November 30, 1999|By TARA REILLY

"What's your favorite subject?" Dr. Charles Silberstein asked 8-year-old patient Zakary Newberry of Smithsburg.

"PE", Zakary replied, meaning physical education.

"What's your favorite activity in PE?" inquired Silberstein, a Johns Hopkins and Kennedy Krieger Institute orthopedist.

The soft-spoken Zakary responded that it was a game called "four corners," which he said involves students running to one of four corners before the teacher blows a whistle.

Several years ago, Zakary's parents weren't sure whether their son would be able to participate in such activities.

At 4 months old, they noticed Zakary hadn't been using the right side of his body. The condition progressed, and later, he was diagnosed with right spastic hemiplegia cerebral palsy, which affected his muscle movements.

"We weren't sure how he was going to walk or run," said Zakary's mother, Laura Newberry.

Her son now is "doing great," and credits Silberstein with playing a large part in helping Zakary walk and run, she said.


Silberstein, 73, plans to retire in April from a pediatric orthopedic clinic he has been providing at the Washington County Health Department since March 1976. He also is retiring from a clinic he has held in Allegany County since June 1982. Silberstein decided to step down from the clinics because of his wife's health issues, but he plans to remain with Johns Hopkins and Kennedy Krieger Institute.

Silberstein inherited the Washington and Allegany clinics from his predecessors, who included Dr. E. David Weinberg, Dr. George Bennett and Dr. George Eaton, he said.

He expects to miss the people he has met and treated at the clinics.

"The people that I've had the privilege of working with over the last 31 years ? they've become like family," Silberstein said.

He has watched Zakary, who's been his patient for seven years, grow from a toddler.

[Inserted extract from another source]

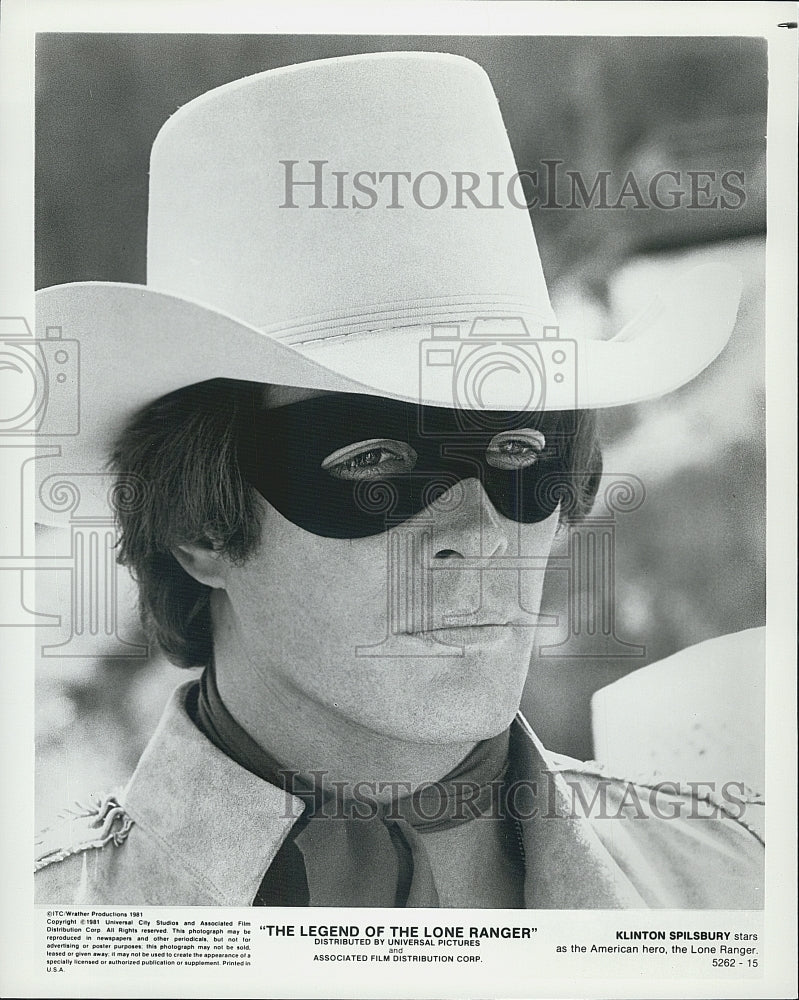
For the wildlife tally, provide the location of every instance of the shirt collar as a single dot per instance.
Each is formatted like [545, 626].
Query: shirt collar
[224, 825]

"I like him, and he's been my doctor for a while, so I've kind of grown on him," Zakary said.

Newberry said Silberstein would be missed.

"He's been a gift. He's been such a gift to our family," she said. "We would not be able to get this kind of care without traveling."

Drs. Arabella Leet and Catherine Sargent of Johns Hopkins will take over the Washington County clinic, Silberstein said.

He travels to the Washington County Health Department one Friday per month to treat his patients, clinic Secretary Audra Nichols said. The clinic currently has 20 to 30 patients, she said. In addition to visiting with the doctor, patients are able to have X-rays done and be fitted for braces.

"Everything is done here, which makes it nice," Nichols said. "He definitely did a good service to the county."